About this neurology and Parkinson’s disease research news
Author: Ann Kellett
Source: Texas A&M University
Contact: Ann Kellett – Texas A&M
Image: Image credited to Neuroscience News
Original Research: Open access. “Theiler’s murine encephalomyelitis virus as the infectious agent for a virally induced mouse model of Parkinson’s disease” by Tae Wook Kang, Rahul Srinivasan, Candice Brinkmeyer-Langford, C. Jane Welsh. Brain, Behavior & Immunity – Health. DOI: 10.1016/j.bbih.2026.101230
Abstract
Theiler’s murine encephalomyelitis virus as the infectious agent for a virally induced mouse model of Parkinson’s disease
Parkinson’s disease (PD) is the second most common neurodegenerative disorder with a prevalence exceeding ten million patients worldwide. The etiology of PD remains unclear, but virus-associated neuroinflammation has emerged as a possible contributor.
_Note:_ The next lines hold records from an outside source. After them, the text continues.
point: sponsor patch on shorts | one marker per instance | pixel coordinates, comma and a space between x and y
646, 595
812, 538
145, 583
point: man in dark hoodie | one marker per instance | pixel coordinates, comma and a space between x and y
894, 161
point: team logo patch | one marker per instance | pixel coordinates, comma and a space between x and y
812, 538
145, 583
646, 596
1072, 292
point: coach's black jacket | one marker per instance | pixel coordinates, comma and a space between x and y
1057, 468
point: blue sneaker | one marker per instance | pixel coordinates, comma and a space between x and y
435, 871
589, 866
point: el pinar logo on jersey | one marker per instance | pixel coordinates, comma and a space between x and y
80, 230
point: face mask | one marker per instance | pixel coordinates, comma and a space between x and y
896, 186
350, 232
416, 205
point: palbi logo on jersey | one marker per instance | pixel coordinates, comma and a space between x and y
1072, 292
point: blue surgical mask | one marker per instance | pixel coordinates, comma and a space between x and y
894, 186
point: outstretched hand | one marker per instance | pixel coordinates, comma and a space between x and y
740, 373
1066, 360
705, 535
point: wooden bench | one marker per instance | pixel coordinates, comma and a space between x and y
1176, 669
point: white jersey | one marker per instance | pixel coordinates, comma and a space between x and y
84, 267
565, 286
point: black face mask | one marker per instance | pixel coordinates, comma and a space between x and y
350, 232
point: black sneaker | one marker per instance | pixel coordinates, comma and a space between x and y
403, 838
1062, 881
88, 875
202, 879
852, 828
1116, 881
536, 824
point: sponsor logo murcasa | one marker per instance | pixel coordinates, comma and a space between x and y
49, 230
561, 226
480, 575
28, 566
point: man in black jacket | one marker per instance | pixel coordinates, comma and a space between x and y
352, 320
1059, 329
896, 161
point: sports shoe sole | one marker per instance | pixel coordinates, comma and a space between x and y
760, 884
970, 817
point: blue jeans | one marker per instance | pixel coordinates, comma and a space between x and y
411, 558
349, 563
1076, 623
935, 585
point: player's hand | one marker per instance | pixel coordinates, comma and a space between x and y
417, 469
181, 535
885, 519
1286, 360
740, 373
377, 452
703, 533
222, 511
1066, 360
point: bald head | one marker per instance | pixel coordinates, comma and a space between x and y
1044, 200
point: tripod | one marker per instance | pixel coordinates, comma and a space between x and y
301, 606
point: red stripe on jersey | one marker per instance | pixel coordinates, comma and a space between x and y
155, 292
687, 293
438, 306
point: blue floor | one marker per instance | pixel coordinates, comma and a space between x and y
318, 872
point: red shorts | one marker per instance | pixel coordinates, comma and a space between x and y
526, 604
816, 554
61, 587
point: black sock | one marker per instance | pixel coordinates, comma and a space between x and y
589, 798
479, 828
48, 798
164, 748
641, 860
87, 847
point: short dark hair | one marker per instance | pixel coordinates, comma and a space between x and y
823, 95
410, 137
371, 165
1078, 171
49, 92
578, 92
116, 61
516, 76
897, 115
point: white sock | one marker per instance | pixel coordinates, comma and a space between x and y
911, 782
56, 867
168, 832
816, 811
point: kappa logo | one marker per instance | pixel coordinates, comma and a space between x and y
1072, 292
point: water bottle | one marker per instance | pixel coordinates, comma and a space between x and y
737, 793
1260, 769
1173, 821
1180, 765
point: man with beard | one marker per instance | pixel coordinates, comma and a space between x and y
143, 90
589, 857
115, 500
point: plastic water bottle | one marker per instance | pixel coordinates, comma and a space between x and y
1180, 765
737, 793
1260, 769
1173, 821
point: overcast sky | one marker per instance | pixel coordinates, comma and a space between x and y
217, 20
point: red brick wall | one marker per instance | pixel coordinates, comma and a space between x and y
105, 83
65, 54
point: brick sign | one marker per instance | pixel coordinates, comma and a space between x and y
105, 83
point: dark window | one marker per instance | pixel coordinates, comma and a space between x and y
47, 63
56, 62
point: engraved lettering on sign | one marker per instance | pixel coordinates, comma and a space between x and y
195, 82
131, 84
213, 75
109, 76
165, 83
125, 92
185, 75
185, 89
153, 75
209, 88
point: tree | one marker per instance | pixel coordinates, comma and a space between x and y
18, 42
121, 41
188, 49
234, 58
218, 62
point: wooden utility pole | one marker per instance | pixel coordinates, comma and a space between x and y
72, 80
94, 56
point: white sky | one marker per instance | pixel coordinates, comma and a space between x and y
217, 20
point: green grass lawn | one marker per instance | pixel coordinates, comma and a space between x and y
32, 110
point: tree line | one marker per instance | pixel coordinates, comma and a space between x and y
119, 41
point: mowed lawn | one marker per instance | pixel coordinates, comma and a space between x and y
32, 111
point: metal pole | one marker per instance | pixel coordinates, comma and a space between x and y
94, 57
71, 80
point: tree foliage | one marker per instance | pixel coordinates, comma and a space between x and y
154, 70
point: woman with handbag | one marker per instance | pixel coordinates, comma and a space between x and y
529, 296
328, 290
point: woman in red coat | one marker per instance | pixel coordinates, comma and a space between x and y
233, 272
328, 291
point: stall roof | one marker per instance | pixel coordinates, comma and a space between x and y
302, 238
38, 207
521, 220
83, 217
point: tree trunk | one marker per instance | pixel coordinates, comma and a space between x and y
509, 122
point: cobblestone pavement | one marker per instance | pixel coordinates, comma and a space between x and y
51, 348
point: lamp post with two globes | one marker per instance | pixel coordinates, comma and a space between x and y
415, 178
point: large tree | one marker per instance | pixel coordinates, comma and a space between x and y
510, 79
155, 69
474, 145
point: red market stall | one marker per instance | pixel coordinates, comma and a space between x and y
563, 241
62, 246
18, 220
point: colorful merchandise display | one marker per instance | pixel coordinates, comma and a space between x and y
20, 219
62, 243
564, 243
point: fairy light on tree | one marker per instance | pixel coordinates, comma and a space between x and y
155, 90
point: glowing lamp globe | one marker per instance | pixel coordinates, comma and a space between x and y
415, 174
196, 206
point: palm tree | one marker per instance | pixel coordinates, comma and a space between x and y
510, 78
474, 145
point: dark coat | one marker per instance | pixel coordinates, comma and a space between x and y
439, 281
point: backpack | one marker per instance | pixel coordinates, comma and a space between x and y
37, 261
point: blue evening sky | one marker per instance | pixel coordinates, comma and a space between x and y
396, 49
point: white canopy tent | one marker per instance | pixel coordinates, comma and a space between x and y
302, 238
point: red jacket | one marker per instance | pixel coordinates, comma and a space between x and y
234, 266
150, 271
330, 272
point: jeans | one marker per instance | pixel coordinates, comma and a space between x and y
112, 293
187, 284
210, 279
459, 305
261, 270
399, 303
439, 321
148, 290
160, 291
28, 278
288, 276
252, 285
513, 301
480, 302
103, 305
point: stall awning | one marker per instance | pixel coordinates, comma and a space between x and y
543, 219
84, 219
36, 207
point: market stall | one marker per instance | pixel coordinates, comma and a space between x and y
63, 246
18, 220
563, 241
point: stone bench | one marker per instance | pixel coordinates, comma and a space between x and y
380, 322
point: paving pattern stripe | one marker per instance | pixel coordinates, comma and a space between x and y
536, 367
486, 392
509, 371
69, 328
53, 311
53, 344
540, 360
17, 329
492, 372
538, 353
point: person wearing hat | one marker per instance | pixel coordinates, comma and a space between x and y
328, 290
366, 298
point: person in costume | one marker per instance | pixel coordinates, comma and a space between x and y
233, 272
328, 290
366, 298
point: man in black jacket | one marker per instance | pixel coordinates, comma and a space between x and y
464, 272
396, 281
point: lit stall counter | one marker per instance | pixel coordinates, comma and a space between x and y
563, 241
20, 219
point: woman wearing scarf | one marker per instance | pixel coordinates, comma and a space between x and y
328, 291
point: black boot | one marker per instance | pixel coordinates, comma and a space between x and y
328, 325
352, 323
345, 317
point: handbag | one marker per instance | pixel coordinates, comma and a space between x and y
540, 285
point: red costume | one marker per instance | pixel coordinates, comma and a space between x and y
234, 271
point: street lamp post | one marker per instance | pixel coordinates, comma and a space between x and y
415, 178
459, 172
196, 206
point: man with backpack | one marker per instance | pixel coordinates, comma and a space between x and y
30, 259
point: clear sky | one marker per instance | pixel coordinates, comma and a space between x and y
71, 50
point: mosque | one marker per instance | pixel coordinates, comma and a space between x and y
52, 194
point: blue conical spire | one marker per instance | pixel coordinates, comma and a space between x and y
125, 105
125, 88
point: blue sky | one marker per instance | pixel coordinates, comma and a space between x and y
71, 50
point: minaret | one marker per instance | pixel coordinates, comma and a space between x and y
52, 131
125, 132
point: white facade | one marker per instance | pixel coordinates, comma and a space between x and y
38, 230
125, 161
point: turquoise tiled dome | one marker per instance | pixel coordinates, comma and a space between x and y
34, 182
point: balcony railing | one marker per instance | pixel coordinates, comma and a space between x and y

Conventional animal models reproduce some PD pathophysiology, such as degeneration of dopaminergic neurons in the substantia nigra pars compacta, but typically rely on harmful neurotoxins to induce symptoms. We present a virally induced neuroinflammatory model of PD in C57BL/6J mice using the naturally occurring pathogen Theiler’s murine encephalomyelitis virus (TMEV). This model provides a non-toxic tool to advance understanding of PD pathogenesis and to evaluate potential therapeutic and diagnostic approaches.